Michael Angelo, that celebrated restorer of the arts of painting, sculpture, and architecture, expressed how infinitely he was charmed with Munster Village[45].—'What is really beautiful, said he, does not depend either upon fashion, or times; there may be different ways of expressing things in different ages; but there can only be one of conceiving them properly.' The temple, in which they were, was adorned with the paintings of Raphael[46], copied by an able artist. Lady Darnley, pointing to these, (and addressing him) said 'There is proof how much we fall short, how faintly we copy originals!'—Raphael replied, that her ladyship did him much honor; the pieces she had selected, had met with the suffrage of the public; but that, in his own acceptation, the cartoons were the best of his performances—which he apprehended a juster prevailing taste at present condemned: Otherwise the father of his people, approved of by Minos—so good so indulgent a prince to his subjects—would not lock them up from public observations.—Lady Darnley was here quite at a loss; she blushed, hesitated, unwilling either to refuse her sovereign taste or philanthropy!
Lawrence de Medicis perceiving her situation, in pity of her confusion, retired with his company.

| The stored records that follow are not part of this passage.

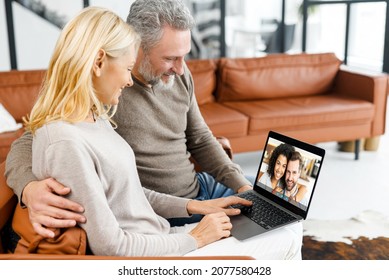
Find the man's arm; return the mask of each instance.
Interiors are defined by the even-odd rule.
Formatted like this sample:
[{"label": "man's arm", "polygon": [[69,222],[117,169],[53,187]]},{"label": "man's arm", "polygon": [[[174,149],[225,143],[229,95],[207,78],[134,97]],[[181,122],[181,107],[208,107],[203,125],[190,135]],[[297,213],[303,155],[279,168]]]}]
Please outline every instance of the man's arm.
[{"label": "man's arm", "polygon": [[159,193],[146,188],[143,188],[143,191],[155,213],[164,218],[188,217],[192,214],[207,215],[218,212],[224,212],[228,216],[234,216],[239,215],[240,210],[231,208],[230,206],[236,204],[244,206],[252,205],[250,201],[238,196],[199,201]]},{"label": "man's arm", "polygon": [[251,189],[251,183],[244,177],[240,166],[230,160],[205,123],[194,95],[193,79],[187,68],[184,75],[188,80],[191,100],[186,130],[189,152],[203,171],[222,184],[236,192]]},{"label": "man's arm", "polygon": [[45,227],[72,227],[76,222],[85,222],[79,213],[83,207],[63,197],[70,189],[54,179],[37,181],[32,173],[32,135],[25,132],[11,146],[6,160],[7,184],[18,196],[22,206],[27,206],[34,230],[53,237]]},{"label": "man's arm", "polygon": [[32,134],[25,132],[12,143],[5,165],[7,184],[13,189],[20,202],[24,187],[28,183],[36,181],[36,177],[32,174],[31,158]]}]

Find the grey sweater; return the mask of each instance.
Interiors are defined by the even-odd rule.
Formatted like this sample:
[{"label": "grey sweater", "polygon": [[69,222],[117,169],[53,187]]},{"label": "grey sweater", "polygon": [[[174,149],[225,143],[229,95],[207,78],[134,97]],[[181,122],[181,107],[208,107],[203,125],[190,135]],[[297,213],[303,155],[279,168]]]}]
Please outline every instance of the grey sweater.
[{"label": "grey sweater", "polygon": [[80,226],[94,254],[183,255],[197,248],[184,228],[171,229],[154,212],[187,217],[188,200],[143,189],[131,147],[108,121],[47,124],[34,136],[32,155],[38,179],[64,183],[69,198],[85,207]]},{"label": "grey sweater", "polygon": [[134,149],[143,187],[196,197],[199,183],[190,156],[203,171],[235,191],[250,185],[205,123],[192,76],[184,69],[170,90],[148,88],[135,79],[123,92],[114,116],[117,132]]},{"label": "grey sweater", "polygon": [[[123,91],[115,121],[117,132],[130,144],[142,186],[175,196],[194,198],[199,191],[190,156],[219,182],[238,190],[249,185],[231,162],[200,114],[187,67],[171,90],[156,90],[134,79]],[[32,137],[15,141],[7,157],[8,184],[19,196],[36,178],[31,173]]]}]

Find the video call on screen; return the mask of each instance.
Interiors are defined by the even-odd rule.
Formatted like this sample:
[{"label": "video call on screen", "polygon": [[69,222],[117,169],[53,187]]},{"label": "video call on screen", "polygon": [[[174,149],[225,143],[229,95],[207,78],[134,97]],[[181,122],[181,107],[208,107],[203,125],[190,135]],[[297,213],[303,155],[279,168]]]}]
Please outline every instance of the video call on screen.
[{"label": "video call on screen", "polygon": [[[278,197],[281,197],[282,199],[296,205],[297,207],[303,210],[306,210],[312,195],[312,189],[315,186],[316,178],[320,170],[320,164],[322,162],[322,158],[318,155],[300,149],[296,146],[292,146],[296,152],[300,153],[302,158],[302,168],[299,169],[300,171],[299,176],[294,175],[294,178],[292,178],[292,176],[289,176],[288,177],[289,180],[287,180],[286,179],[288,173],[287,172],[288,165],[287,165],[287,167],[284,170],[284,175],[282,176],[281,179],[279,179],[279,181],[284,180],[284,184],[278,182],[277,187],[274,188],[271,184],[265,184],[265,182],[269,182],[268,180],[270,177],[270,175],[267,173],[268,166],[269,166],[269,159],[271,158],[274,149],[281,144],[283,144],[283,142],[273,138],[269,138],[266,148],[264,150],[263,160],[259,170],[260,172],[258,173],[257,176],[257,186],[265,189],[268,192],[271,192],[273,195],[277,195]],[[290,163],[289,174],[292,174],[292,170],[293,170],[293,163]],[[278,172],[281,171],[278,170]],[[261,178],[259,178],[261,173],[262,176]],[[266,180],[266,176],[268,177],[267,180]],[[287,187],[285,183],[286,181],[289,182],[289,188],[291,188],[290,186],[292,185],[294,186],[292,192],[287,191]],[[293,184],[292,182],[296,182],[296,183]],[[301,191],[301,194],[297,195],[299,191]],[[291,194],[288,197],[289,193],[295,194],[295,196]]]}]

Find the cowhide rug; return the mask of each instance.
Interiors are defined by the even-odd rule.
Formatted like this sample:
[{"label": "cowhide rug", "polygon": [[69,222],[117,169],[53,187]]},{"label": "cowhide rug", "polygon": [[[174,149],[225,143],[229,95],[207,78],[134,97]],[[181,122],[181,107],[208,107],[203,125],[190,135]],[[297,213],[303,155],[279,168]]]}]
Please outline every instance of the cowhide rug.
[{"label": "cowhide rug", "polygon": [[389,260],[389,218],[365,211],[348,220],[306,220],[305,260]]}]

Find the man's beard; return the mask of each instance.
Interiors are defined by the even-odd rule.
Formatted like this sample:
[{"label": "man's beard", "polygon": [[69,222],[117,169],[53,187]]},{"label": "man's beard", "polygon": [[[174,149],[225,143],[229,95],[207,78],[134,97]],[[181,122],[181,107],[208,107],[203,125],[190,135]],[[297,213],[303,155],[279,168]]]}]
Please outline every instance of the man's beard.
[{"label": "man's beard", "polygon": [[290,192],[291,190],[293,190],[294,186],[296,186],[296,183],[295,182],[292,182],[292,185],[288,182],[286,182],[286,189]]},{"label": "man's beard", "polygon": [[176,76],[175,73],[173,73],[169,76],[169,80],[167,82],[164,82],[161,79],[162,75],[157,75],[154,73],[153,67],[150,63],[150,59],[147,55],[144,56],[138,71],[150,85],[152,85],[156,89],[161,90],[171,89]]}]

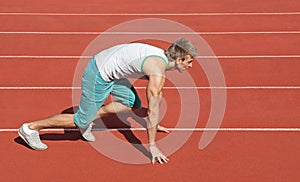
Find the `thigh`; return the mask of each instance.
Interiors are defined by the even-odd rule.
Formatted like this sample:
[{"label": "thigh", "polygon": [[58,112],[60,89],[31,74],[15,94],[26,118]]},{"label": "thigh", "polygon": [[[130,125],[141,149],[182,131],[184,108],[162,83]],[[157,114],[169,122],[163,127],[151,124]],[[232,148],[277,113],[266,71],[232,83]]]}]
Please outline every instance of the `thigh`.
[{"label": "thigh", "polygon": [[115,80],[111,94],[117,99],[117,102],[127,107],[141,108],[141,100],[128,79]]},{"label": "thigh", "polygon": [[113,88],[113,82],[104,81],[94,66],[92,60],[82,77],[80,104],[74,115],[74,122],[80,128],[87,127],[95,119]]}]

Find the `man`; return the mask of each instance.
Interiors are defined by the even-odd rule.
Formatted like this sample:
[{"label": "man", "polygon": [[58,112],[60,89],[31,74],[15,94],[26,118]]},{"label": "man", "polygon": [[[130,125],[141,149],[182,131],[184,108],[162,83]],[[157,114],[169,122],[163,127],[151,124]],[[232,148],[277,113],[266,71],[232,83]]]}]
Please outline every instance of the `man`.
[{"label": "man", "polygon": [[[19,136],[35,150],[47,149],[39,137],[39,131],[45,128],[79,127],[87,141],[95,141],[91,129],[96,117],[141,107],[139,96],[127,78],[147,78],[147,133],[151,162],[165,163],[168,158],[155,144],[157,130],[167,131],[158,125],[165,71],[183,72],[191,68],[197,54],[197,49],[184,38],[174,42],[166,51],[141,43],[121,44],[104,50],[94,56],[85,68],[78,111],[25,123],[18,131]],[[116,101],[103,106],[110,94]]]}]

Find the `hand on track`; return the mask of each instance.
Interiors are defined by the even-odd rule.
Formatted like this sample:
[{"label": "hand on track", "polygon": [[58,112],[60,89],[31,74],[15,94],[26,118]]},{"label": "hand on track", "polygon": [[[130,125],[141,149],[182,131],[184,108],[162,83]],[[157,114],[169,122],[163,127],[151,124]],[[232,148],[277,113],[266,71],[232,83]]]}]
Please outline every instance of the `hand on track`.
[{"label": "hand on track", "polygon": [[149,146],[151,153],[151,163],[154,164],[157,160],[160,164],[167,163],[169,159],[157,148],[155,144],[150,144]]}]

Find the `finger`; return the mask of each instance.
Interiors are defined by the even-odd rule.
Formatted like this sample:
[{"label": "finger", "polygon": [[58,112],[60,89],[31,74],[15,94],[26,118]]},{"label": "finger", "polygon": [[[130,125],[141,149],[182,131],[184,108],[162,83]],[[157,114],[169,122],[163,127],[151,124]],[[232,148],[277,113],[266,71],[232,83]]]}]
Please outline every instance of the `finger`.
[{"label": "finger", "polygon": [[170,131],[167,128],[160,126],[160,125],[157,127],[157,131],[170,133]]},{"label": "finger", "polygon": [[167,128],[164,128],[164,129],[162,130],[162,132],[170,133],[170,130],[168,130]]},{"label": "finger", "polygon": [[161,157],[157,157],[157,160],[160,164],[163,164],[163,162],[161,161]]},{"label": "finger", "polygon": [[154,164],[155,163],[155,157],[152,157],[151,159],[151,163]]},{"label": "finger", "polygon": [[161,154],[159,158],[161,158],[163,162],[168,163],[169,159],[165,155]]},{"label": "finger", "polygon": [[166,157],[164,157],[164,158],[162,158],[162,159],[163,159],[163,161],[164,161],[165,163],[168,163],[168,161],[169,161],[169,159],[166,158]]}]

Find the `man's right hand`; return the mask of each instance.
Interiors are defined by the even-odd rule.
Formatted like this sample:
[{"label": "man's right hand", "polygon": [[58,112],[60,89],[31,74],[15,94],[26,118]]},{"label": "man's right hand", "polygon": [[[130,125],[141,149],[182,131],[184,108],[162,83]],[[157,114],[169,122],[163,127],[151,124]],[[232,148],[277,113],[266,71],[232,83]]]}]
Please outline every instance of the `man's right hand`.
[{"label": "man's right hand", "polygon": [[154,164],[155,160],[157,160],[160,164],[167,163],[169,159],[157,148],[155,144],[149,145],[150,153],[151,153],[151,163]]}]

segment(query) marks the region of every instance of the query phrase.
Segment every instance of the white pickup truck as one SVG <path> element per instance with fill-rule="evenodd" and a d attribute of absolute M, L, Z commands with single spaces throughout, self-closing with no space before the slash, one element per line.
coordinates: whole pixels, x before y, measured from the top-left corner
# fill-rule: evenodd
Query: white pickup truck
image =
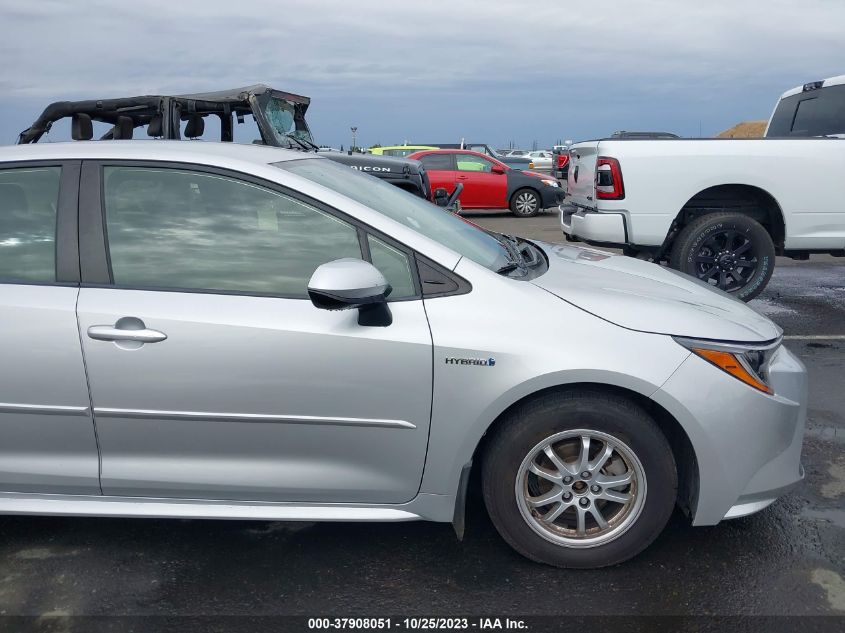
<path fill-rule="evenodd" d="M 561 225 L 748 301 L 775 255 L 845 256 L 845 75 L 785 92 L 763 139 L 605 139 L 569 149 Z"/>

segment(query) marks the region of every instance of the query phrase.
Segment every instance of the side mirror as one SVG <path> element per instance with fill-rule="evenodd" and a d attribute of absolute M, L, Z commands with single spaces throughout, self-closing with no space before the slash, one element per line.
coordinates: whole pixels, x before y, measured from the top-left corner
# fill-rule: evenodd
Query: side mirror
<path fill-rule="evenodd" d="M 434 190 L 434 204 L 438 207 L 445 207 L 449 204 L 449 192 L 443 187 Z"/>
<path fill-rule="evenodd" d="M 490 169 L 491 174 L 504 174 L 505 168 L 500 167 L 499 165 L 493 165 L 492 169 Z"/>
<path fill-rule="evenodd" d="M 319 266 L 308 282 L 311 303 L 321 310 L 358 308 L 359 325 L 386 327 L 393 322 L 387 296 L 390 284 L 362 259 L 347 257 Z"/>

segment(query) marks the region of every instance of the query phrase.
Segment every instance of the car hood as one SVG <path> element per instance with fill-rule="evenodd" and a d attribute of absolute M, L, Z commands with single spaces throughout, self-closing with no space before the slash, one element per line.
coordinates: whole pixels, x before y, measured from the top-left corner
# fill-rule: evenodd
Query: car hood
<path fill-rule="evenodd" d="M 329 160 L 353 167 L 378 167 L 380 173 L 418 174 L 422 163 L 410 158 L 396 156 L 377 156 L 375 154 L 345 154 L 343 152 L 326 152 L 323 154 Z"/>
<path fill-rule="evenodd" d="M 542 180 L 553 180 L 552 176 L 549 174 L 541 174 L 538 171 L 530 171 L 528 169 L 522 170 L 523 174 L 528 174 L 529 176 L 534 176 L 535 178 L 540 178 Z"/>
<path fill-rule="evenodd" d="M 742 301 L 670 268 L 568 244 L 537 245 L 549 270 L 532 283 L 624 328 L 742 342 L 782 334 Z"/>

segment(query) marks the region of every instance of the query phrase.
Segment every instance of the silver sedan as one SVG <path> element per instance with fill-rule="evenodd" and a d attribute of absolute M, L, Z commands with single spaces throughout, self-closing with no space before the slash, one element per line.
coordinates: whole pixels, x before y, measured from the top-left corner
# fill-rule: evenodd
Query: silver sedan
<path fill-rule="evenodd" d="M 802 477 L 768 319 L 306 152 L 0 149 L 0 345 L 8 514 L 460 532 L 478 470 L 516 550 L 598 567 Z"/>

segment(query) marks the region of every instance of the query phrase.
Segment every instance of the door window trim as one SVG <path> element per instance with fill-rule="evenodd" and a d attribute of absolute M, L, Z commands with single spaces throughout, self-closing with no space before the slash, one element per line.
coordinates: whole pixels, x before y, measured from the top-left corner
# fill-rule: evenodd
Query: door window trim
<path fill-rule="evenodd" d="M 224 178 L 231 178 L 236 181 L 245 182 L 258 187 L 263 187 L 274 193 L 287 196 L 297 202 L 311 206 L 341 222 L 349 224 L 356 232 L 358 243 L 361 246 L 361 256 L 365 261 L 371 262 L 367 235 L 370 234 L 386 244 L 394 247 L 408 258 L 408 265 L 411 269 L 411 277 L 414 283 L 415 294 L 399 299 L 388 298 L 388 303 L 401 301 L 419 301 L 422 299 L 422 285 L 417 270 L 415 251 L 412 248 L 385 235 L 381 231 L 361 222 L 357 218 L 347 215 L 343 211 L 335 209 L 319 200 L 315 200 L 305 194 L 289 189 L 284 185 L 256 177 L 252 174 L 239 172 L 231 169 L 213 167 L 210 165 L 195 165 L 192 163 L 180 163 L 172 161 L 144 161 L 144 160 L 85 160 L 82 161 L 80 196 L 79 196 L 79 264 L 81 274 L 81 285 L 83 288 L 120 288 L 125 290 L 146 290 L 152 292 L 181 292 L 188 294 L 208 295 L 234 295 L 247 297 L 271 297 L 277 299 L 298 299 L 309 301 L 308 297 L 302 295 L 286 295 L 280 293 L 259 293 L 253 291 L 217 290 L 201 288 L 162 288 L 157 286 L 136 286 L 117 285 L 111 269 L 111 260 L 108 251 L 108 228 L 105 218 L 105 187 L 103 169 L 105 167 L 138 167 L 142 169 L 175 169 L 178 171 L 189 171 Z"/>
<path fill-rule="evenodd" d="M 21 160 L 0 163 L 0 170 L 59 168 L 59 194 L 56 199 L 56 231 L 53 257 L 56 278 L 53 281 L 4 279 L 0 284 L 10 286 L 78 286 L 79 241 L 77 239 L 80 165 L 81 160 Z"/>

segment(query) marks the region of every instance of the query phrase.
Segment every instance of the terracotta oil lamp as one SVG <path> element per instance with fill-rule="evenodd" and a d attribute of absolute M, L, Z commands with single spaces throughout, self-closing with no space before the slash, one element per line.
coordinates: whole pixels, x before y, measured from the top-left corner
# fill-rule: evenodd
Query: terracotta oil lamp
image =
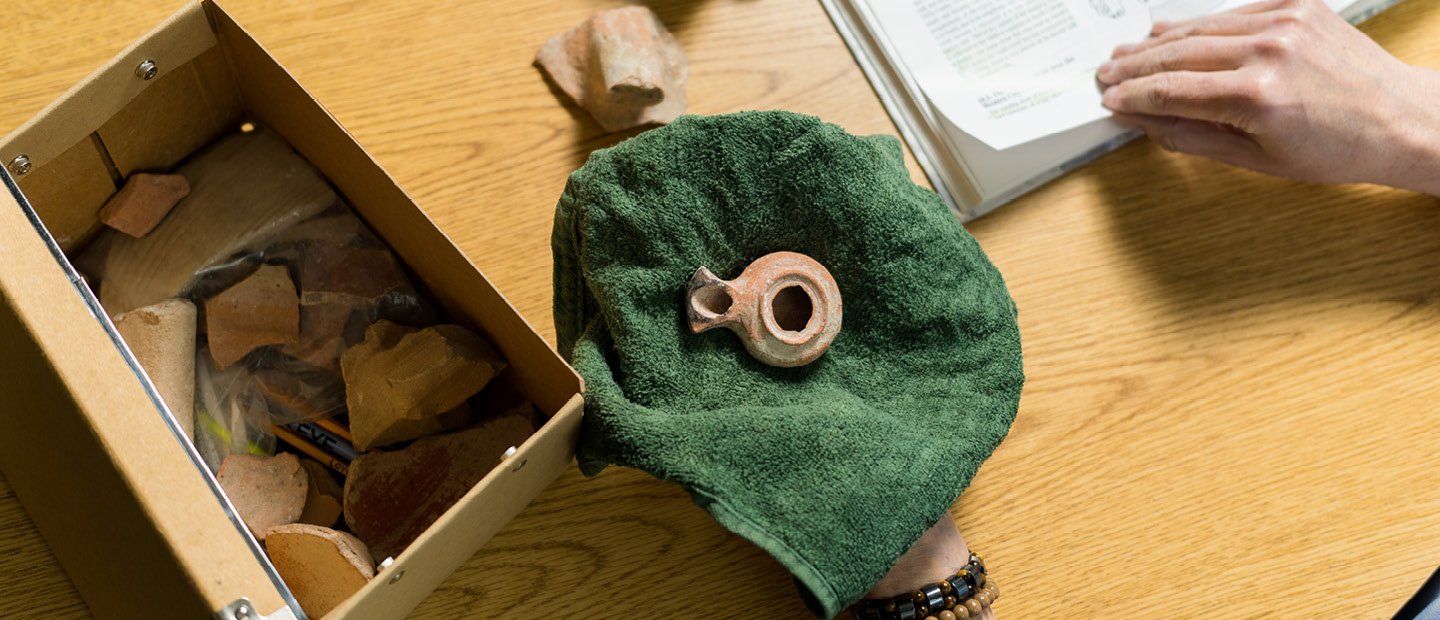
<path fill-rule="evenodd" d="M 701 267 L 690 278 L 690 331 L 725 327 L 771 366 L 804 366 L 840 333 L 840 287 L 815 259 L 795 252 L 760 257 L 734 280 Z"/>

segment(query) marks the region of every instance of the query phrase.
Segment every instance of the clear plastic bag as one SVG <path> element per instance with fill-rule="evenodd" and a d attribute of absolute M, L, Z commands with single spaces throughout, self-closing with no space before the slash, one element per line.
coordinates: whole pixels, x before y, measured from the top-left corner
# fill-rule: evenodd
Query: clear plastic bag
<path fill-rule="evenodd" d="M 372 323 L 434 324 L 389 247 L 278 134 L 232 134 L 174 173 L 189 194 L 153 230 L 103 231 L 76 264 L 111 315 L 195 303 L 196 444 L 211 467 L 228 454 L 273 453 L 275 427 L 342 413 L 339 359 Z M 207 316 L 207 302 L 262 268 Z M 280 273 L 297 305 L 274 294 L 289 286 Z"/>
<path fill-rule="evenodd" d="M 183 296 L 205 300 L 262 265 L 286 268 L 300 300 L 298 342 L 263 346 L 223 371 L 209 386 L 252 425 L 269 428 L 317 420 L 345 409 L 340 356 L 381 319 L 405 325 L 435 322 L 390 249 L 344 204 L 261 240 L 195 274 Z M 201 320 L 201 339 L 207 320 Z M 214 370 L 213 360 L 207 368 Z"/>
<path fill-rule="evenodd" d="M 275 453 L 275 436 L 248 413 L 263 406 L 244 387 L 250 382 L 248 375 L 240 366 L 216 368 L 206 347 L 195 353 L 195 449 L 210 471 L 220 471 L 231 454 Z"/>

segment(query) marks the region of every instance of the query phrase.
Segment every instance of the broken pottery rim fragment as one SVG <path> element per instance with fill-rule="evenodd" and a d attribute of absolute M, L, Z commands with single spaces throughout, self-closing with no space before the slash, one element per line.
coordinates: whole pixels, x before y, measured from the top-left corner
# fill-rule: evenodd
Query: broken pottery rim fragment
<path fill-rule="evenodd" d="M 690 277 L 685 299 L 691 332 L 727 328 L 751 355 L 771 366 L 809 364 L 840 333 L 839 285 L 824 265 L 797 252 L 762 256 L 734 280 L 721 280 L 700 267 Z"/>
<path fill-rule="evenodd" d="M 685 113 L 685 52 L 645 6 L 597 11 L 551 37 L 535 64 L 606 132 Z"/>

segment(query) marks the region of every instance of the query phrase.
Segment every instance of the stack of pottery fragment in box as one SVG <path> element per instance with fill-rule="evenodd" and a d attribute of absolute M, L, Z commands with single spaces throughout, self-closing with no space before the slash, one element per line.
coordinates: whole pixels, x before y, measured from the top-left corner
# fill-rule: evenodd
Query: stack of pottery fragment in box
<path fill-rule="evenodd" d="M 77 264 L 312 617 L 542 423 L 272 132 L 132 174 L 101 220 Z"/>

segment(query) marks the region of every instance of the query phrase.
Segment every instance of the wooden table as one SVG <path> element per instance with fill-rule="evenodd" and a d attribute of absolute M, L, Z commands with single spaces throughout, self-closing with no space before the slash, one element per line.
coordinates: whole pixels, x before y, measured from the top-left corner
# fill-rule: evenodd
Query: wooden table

Charon again landed a groupe of figures; their dress declared them English, of the reign of King Charles II—They proved to be the Duke of Buckingham[47], Sir William Petty, Mr Dryden, Mr Locke, Mr Waller, etc. The Duke addressed Lady Darnley with that polite address peculiar to himself in his age, and which has since been sedulously studied, to the prevention of qualities which it should only be the harbinger of—he expatiated on her merit; that she had obliged the whole nation, as every one individual might receive improvement or pleasure by her means.—Lady Darnley returned him a most gracious answer, still intimating her apprehensions, that the arts perhaps were not likely to thrive in this soil, where our pursuits, opinions, and inclinations, vary with the weather—that the declension of letters after the reign of Charles II. but too fully justified her opinion.—The Duke answered her, that indeed that was the common and received opinion, and that the reign she mentioned was the Augustan age in England; but that he had the honor to assure her, that a just taste was by no means then formed.—The progress of philological learning, and the Belles Lettres was obstructed by the institution of the Royal Society, which turned the thoughts of men of genius to physical inquiries.—To that body we were indebted for the discoveries relating to light, the principle of gravitation, the motion of the fixed stars, the geometry of transcidental qualities; but that it was left to her ladyship to revive the agreeable arts, for which her name must be handed down to posterity with honor.
The following dialogue ensued between Charon and a Beau.
Beau.—I have seen all parts of the world, and should like to take a view of Elysium, being rather tired of this side of the Styx.